Opened 3 years ago

Closed 3 years ago

Last modified 3 years ago

#28121 closed Bug (wontfix)

force_text incorrectly handles SafeBytes under PY3

Reported by: Thomas Achtemichuk Owned by: nobody
Component: Utilities Version: 1.11
Severity: Normal Keywords:
Cc: tom@… Triage Stage: Unreviewed
Has patch: no Needs documentation: no
Needs tests: no Patch needs improvement: no
Easy pickings: no UI/UX: no

Description (last modified by Thomas Achtemichuk)

Under python 3 & Django 1.8.18, 1.9.13, 1.10.7, 1.11 and master, calling force_text on an instance of SafeBytes causes a str to be returned rather than an instance of SafeText.

>>> from django.utils.safestring import SafeBytes, SafeText
>>> from django.utils.encoding import force_text
>>> type(force_text(SafeText('')))
django.utils.safestring.SafeText
>>> type(force_text(SafeBytes(b'')))
str

This causes byte strings run through mark_safe and rendered in a template to be incorrectly escaped.

>>> from django.template import Template, Context
>>> from django.utils.safestring import mark_safe
>>> Template('{{ x }}').render(Context({'x': mark_safe(b'&')}))
'&'
>>> Template('{{ x }}').render(Context({'x': mark_safe('&')}))
'&'

Edit: This behavior differs from the same code run under PY2:

>>> type(force_text(SafeBytes(b'&')))
django.utils.safestring.SafeText

And disagrees with the comment in force_text:

            # Note: We use .decode() here, instead of six.text_type(s, encoding,
            # errors), so that if s is a SafeBytes, it ends up being a
            # SafeText at the end.

Attachments (4)

28121_1_8.patch (1.7 KB) - added by Thomas Achtemichuk 3 years ago.
Test and patch for 1.8
28121_1_10.patch (1.6 KB) - added by Thomas Achtemichuk 3 years ago.
Test and patch for 1.10
28121_1_11.patch (1.6 KB) - added by Thomas Achtemichuk 3 years ago.
Test and patch for 1.11
28121_master.patch (1.7 KB) - added by Thomas Achtemichuk 3 years ago.
Test and patch for master

Download all attachments as: .zip

Change History (22)

comment:1 Changed 3 years ago by Tim Graham

Could you give a use case where the current behavior causes a problem? Is it certain that the that text version of an arbitrary bytestring is also safe?

Changed 3 years ago by Thomas Achtemichuk

Attachment: 28121_1_8.patch added

Test and patch for 1.8

Changed 3 years ago by Thomas Achtemichuk

Attachment: 28121_1_10.patch added

Test and patch for 1.10

Changed 3 years ago by Thomas Achtemichuk

Attachment: 28121_1_11.patch added

Test and patch for 1.11

Changed 3 years ago by Thomas Achtemichuk

Attachment: 28121_master.patch added

Test and patch for master

comment:2 Changed 3 years ago by Thomas Achtemichuk

Added some patches against various stable branches and master. Not sure of the process for submitting PRs - is one per branch OK?
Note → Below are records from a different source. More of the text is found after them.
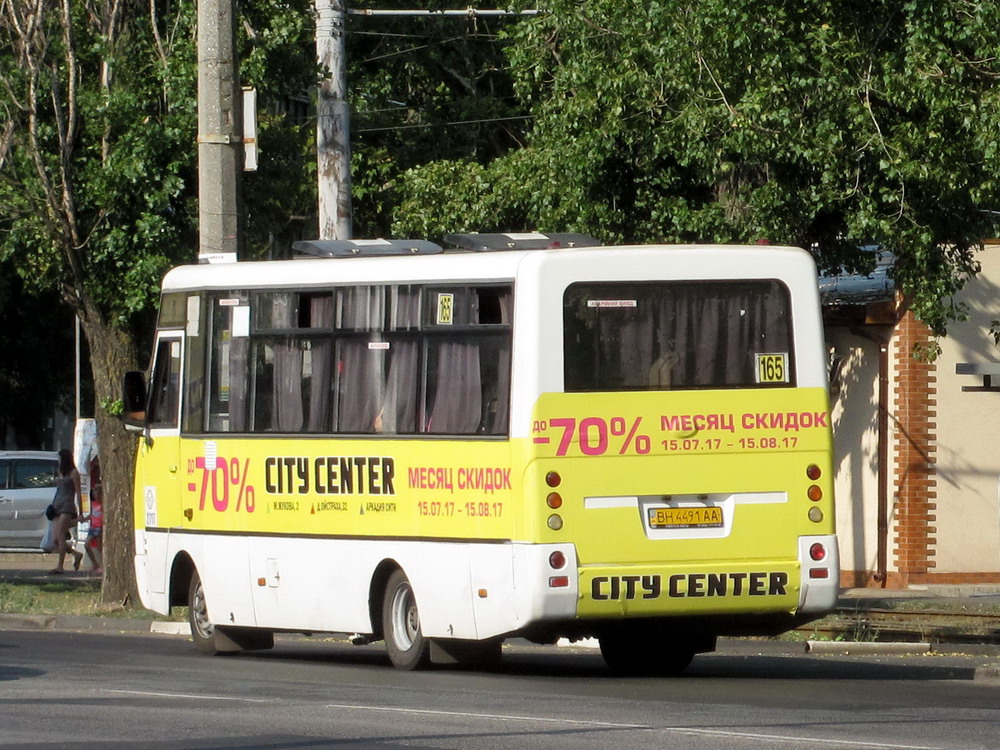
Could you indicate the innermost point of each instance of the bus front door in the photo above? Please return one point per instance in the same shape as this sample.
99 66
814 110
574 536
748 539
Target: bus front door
158 474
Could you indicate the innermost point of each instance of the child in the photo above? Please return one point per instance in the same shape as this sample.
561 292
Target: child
93 544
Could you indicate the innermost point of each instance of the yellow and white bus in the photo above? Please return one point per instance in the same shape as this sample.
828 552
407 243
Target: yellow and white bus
529 435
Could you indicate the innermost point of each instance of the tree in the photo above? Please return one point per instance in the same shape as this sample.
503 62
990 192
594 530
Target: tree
424 89
37 368
97 177
822 123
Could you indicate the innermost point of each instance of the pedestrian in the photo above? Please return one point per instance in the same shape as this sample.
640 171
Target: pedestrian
94 544
66 506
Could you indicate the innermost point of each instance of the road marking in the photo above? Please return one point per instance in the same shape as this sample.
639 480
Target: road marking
552 720
646 727
199 696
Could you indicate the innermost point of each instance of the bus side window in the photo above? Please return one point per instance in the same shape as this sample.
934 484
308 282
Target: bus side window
165 382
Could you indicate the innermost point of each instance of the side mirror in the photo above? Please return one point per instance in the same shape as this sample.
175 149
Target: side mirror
134 401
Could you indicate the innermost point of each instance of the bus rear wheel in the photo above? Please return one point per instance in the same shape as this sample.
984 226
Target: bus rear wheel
636 652
407 647
213 639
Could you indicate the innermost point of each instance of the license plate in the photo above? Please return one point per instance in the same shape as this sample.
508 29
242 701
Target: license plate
685 518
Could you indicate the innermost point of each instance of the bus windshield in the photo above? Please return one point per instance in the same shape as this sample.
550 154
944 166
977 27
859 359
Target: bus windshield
638 336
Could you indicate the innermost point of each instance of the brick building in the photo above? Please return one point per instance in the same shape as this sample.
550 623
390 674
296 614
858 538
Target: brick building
917 446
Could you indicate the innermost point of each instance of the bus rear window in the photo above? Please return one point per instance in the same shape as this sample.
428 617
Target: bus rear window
677 335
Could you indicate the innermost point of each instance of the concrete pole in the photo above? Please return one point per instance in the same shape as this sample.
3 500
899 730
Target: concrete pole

Also see that SafeBytes has been deprecated for internal use in 2.0, so perhaps best just to ignore the patch against master.

comment:3 Changed 3 years ago by Tim Graham

Resolution: wontfix
Status: newclosed

Based on the supported versions policy, the patch doesn't seem to qualify for a backport to the stable branches, so closing as wontfix since the issue isn't really applicable on master which supports Python 3 only.

comment:4 Changed 3 years ago by Thomas Achtemichuk

Tim,

This came up when bootstrapping a SPA's template with the output of DRF's JSONRenderer which produces utf-8 encoded json. Something like the following:

def app_home(request):
    return render(
        request,
        'app_base.html',
        {'init_data': mark_safe(JSONRenderer().render(SomeSerializer.data))}
    )

We're preparing to switch over to python3, and this bug has lead to a fairly extensive audit of everywhere we use mark_safe and pass values into templates.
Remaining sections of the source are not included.